The RAM implementation ended up being very similar to the ROM structure. In this case I did include a clock signal, although the RAM was not yet being used in this spiral.

For the GPIO module I searched for "GPIO Verilog code" and found a useful discussion titled Bidirectional I/O pin in Verilog on Electronics Stack Exchange. This provided exactly what I needed and I adapted the example code to fit the system.

Below are simplified versions of the modules. These are the versions that worked during the debugging process. Any modifications made during debugging will be mentioned later.

module simple_rom (
    input [31:0] addr,
    output [31:0] rdata
);
reg [31:0] rom [0:255];
initial
    $readmemh("firmware.hex", rom);
assign rdata = rom[addr[9:2]];
endmodule
module simple_ram (
    input clk,
    input we,
    input [31:0] addr,
    input [31:0] wdata,
    output reg [31:0] rdata
);
reg [31:0] ram [0:255];
always @(posedge clk)
begin
    if (we)
        ram[addr[9:2]] <= wdata;
    rdata <= ram[addr[9:2]];
end
endmodule
module gpio (
    input clk,
    input resetn,
    input we,
    input [31:0] wdata,
    output [31:0] rdata,
    output reg [7:0] gpio_out
);
always @(posedge clk)
begin
    if (!resetn)
        gpio_out <= 8'b0;
    else if (we)
        gpio_out <= wdata[7:0];
end
assign rdata = {24'b0, gpio_out};
endmodule

Top module and testbench code

I knew from the start that the top module would likely be the most challenging part. This is where the bus connections between the CPU, memory modules, and peripherals had to be defined. I looked for "verilog "bidirectional-bus"" to see some examples and I found a Bidirectional databus design thred on stack over view. After looking at those examples I was able to assemble a top module code.

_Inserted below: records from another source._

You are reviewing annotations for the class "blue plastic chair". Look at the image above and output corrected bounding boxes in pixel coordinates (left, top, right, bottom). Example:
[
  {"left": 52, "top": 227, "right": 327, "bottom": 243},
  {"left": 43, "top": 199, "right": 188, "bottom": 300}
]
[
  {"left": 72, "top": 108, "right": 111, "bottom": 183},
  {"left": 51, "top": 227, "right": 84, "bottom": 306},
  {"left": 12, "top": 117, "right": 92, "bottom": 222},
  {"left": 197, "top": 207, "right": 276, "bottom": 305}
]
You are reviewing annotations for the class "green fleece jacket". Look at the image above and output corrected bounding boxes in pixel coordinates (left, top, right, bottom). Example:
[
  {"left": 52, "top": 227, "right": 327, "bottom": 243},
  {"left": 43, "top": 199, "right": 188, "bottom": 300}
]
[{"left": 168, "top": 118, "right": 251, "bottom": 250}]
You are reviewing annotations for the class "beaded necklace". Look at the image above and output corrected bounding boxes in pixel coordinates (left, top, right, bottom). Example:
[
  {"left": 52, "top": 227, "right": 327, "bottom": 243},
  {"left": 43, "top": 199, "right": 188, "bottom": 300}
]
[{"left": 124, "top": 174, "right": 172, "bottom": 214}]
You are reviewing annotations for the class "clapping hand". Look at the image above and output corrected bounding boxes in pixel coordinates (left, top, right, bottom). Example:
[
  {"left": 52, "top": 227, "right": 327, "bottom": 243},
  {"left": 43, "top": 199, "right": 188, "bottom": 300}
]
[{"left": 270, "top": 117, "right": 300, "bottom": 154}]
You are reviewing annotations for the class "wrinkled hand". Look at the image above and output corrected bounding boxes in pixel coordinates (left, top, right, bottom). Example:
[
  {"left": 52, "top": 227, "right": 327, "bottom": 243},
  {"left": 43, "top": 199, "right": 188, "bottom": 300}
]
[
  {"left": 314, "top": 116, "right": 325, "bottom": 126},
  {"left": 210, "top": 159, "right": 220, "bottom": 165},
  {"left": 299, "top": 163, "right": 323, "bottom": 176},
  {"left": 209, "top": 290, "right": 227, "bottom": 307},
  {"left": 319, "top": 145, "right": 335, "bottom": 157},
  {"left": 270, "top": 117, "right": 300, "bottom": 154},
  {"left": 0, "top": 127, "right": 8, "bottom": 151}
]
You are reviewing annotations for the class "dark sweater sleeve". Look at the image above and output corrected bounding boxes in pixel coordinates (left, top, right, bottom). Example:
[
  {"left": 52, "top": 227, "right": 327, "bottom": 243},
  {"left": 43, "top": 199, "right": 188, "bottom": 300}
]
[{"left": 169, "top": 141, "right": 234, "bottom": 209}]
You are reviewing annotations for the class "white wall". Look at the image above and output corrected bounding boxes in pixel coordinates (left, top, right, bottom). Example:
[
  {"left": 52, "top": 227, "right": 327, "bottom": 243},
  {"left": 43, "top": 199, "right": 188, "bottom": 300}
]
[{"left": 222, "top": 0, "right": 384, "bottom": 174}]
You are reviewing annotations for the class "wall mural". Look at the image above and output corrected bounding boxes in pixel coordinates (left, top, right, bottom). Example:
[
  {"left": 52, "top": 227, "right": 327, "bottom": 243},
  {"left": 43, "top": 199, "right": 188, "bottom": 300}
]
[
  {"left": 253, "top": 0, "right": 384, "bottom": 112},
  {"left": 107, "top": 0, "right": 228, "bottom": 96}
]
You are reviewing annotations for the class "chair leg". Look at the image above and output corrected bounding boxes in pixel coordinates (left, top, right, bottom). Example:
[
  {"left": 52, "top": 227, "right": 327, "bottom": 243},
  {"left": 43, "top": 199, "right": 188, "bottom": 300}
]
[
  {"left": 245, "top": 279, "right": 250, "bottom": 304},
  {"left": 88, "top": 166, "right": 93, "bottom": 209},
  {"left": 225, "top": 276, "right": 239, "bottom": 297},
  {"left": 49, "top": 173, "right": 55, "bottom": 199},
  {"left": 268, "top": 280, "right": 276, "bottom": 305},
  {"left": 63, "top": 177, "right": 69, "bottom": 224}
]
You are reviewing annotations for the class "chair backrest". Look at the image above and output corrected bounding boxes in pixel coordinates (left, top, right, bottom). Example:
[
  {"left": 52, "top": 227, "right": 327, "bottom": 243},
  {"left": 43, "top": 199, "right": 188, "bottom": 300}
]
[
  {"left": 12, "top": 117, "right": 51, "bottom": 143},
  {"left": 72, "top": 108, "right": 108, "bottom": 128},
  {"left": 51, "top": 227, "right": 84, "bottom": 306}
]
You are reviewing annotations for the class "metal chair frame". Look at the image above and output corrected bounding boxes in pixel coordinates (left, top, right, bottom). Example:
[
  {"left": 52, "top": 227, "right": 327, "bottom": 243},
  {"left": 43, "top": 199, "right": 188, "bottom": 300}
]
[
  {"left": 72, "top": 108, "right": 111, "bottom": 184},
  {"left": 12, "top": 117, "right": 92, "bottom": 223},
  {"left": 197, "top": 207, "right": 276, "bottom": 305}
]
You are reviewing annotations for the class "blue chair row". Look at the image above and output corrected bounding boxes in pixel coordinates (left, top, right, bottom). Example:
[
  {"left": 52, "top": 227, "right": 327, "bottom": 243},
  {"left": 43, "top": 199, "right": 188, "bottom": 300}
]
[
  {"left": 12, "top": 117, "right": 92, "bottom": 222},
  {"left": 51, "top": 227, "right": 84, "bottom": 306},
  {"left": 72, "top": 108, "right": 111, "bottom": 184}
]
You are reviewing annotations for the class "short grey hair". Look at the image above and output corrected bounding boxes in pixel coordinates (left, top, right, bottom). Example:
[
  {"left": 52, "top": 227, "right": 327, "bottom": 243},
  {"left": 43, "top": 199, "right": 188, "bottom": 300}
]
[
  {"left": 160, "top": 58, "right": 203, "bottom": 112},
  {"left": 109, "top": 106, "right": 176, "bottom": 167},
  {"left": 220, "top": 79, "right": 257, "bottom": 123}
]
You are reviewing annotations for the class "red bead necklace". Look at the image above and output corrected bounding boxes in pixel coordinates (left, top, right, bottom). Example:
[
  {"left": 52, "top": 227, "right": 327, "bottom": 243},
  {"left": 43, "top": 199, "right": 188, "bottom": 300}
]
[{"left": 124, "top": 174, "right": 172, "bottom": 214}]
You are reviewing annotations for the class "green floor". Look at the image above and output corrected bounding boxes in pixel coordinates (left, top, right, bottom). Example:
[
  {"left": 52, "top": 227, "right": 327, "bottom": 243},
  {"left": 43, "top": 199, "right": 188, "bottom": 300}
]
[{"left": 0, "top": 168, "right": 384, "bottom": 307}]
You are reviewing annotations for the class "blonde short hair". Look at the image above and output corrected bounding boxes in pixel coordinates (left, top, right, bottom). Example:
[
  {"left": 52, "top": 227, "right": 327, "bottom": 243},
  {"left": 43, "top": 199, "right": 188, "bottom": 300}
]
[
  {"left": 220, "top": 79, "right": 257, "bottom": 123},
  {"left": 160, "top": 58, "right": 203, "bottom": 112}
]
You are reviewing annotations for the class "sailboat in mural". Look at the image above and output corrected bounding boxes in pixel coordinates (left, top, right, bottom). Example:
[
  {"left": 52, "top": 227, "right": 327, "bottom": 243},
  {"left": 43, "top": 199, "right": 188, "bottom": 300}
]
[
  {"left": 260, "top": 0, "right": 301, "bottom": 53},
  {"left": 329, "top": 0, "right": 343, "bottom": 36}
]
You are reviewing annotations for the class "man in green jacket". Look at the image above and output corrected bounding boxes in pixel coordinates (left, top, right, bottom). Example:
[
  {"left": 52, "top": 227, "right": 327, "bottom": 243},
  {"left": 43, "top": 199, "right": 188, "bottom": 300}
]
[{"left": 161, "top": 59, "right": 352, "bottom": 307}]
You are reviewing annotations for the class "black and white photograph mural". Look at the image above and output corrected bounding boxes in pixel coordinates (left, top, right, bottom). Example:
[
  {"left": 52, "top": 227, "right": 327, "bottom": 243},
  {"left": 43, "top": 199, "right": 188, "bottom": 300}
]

The test-bench was used to simulate the full system and verify that the firmware running on the CPU interacted correctly with the GPIO. It was a simple process since I had gained good experience from previous sessions. These are the final codes that worked after a bit of debugging:

module testbench;
    reg clk = 0;
    reg resetn = 0;
    wire [7:0] gpio;
    soc_top uut (
        .clk(clk),
        .resetn(resetn),
        .gpio(gpio)
    );
    always #5 clk = ~clk;
    initial begin
        $dumpfile("soc.vcd");
        $dumpvars(0, testbench);
        #20;
        resetn = 1;
        #20000;
        $finish;
    end
endmodule
module soc_top (
    input  wire       clk,
    input  wire       resetn,
    output wire [7:0] gpio
);
    // cpu memory interface for picorv32
    wire        mem_valid;
    wire        mem_ready;
    wire [31:0] mem_addr;
    wire [31:0] mem_wdata;
    wire [3:0]  mem_wstrb;
    wire [31:0] mem_rdata;
    // Peripheral/data return signals
    wire [31:0] rom_rdata;
    wire [31:0] ram_rdata;
    wire [31:0] gpio_rdata;
    // Address decode
    wire sel_rom;
    wire sel_ram;
    wire sel_gpio;
    assign sel_rom  = (mem_addr < 32'h0000_1000);
    assign sel_ram  = (mem_addr >= 32'h0001_0000) && (mem_addr < 32'h0001_1000);
    assign sel_gpio = (mem_addr == 32'h0002_0000);
    // Read mux data
    assign mem_rdata =
        sel_rom  ? rom_rdata  :
        sel_ram  ? ram_rdata  :
        sel_gpio ? gpio_rdata :
                   32'h0000_0000;
    // Always ready
    assign mem_ready = mem_valid;
    // CPU
    picorv32 #(
    .ENABLE_MUL(0),
    .ENABLE_FAST_MUL(0),
    .ENABLE_DIV(0),
    .ENABLE_IRQ(0)
    ) cpu (
        .clk       (clk),
        .resetn    (resetn),
        .mem_valid (mem_valid),
        .mem_ready (mem_ready),
        .mem_addr  (mem_addr),
        .mem_wdata (mem_wdata),
        .mem_wstrb (mem_wstrb),
        .mem_rdata (mem_rdata),
        // Unused  
        .mem_la_read (),
        .mem_la_write(),
        .mem_la_addr (),
        .mem_la_wdata(),
        .mem_la_wstrb(),
        // IRQ not used
        .irq       (32'b0),
        .eoi       ()
    );

    // ROM: read only
    simple_rom rom (
    .addr  (mem_addr),
    .rdata (rom_rdata)
    );
    // RAM: write when selected and any write strobe active
    simple_ram ram (
        .clk   (clk),
        .we    (sel_ram && mem_valid && |mem_wstrb),
        .addr  (mem_addr),
        .wdata (mem_wdata),
        .rdata (ram_rdata)
    );
    // GPIO: write when selected and any write strobe active
    gpio gpio0 (
        .clk      (clk),
        .resetn   (resetn),
        .we       (sel_gpio && mem_valid && |mem_wstrb),
        .wdata    (mem_wdata),
        .rdata    (gpio_rdata),
        .gpio_out (gpio)
    );
endmodule

Testing

Initial testing was done through simulation. The goal was just to see some wave forms to verify the test bench was working and that the firmware was being loaded into the ROM. I added three lines of NOP ADDI x0, x0, 0 opcode 0000.0013hex in the firmware to verify that the program counter advanced correctly.. I found the opcode on wiki under RISC-V.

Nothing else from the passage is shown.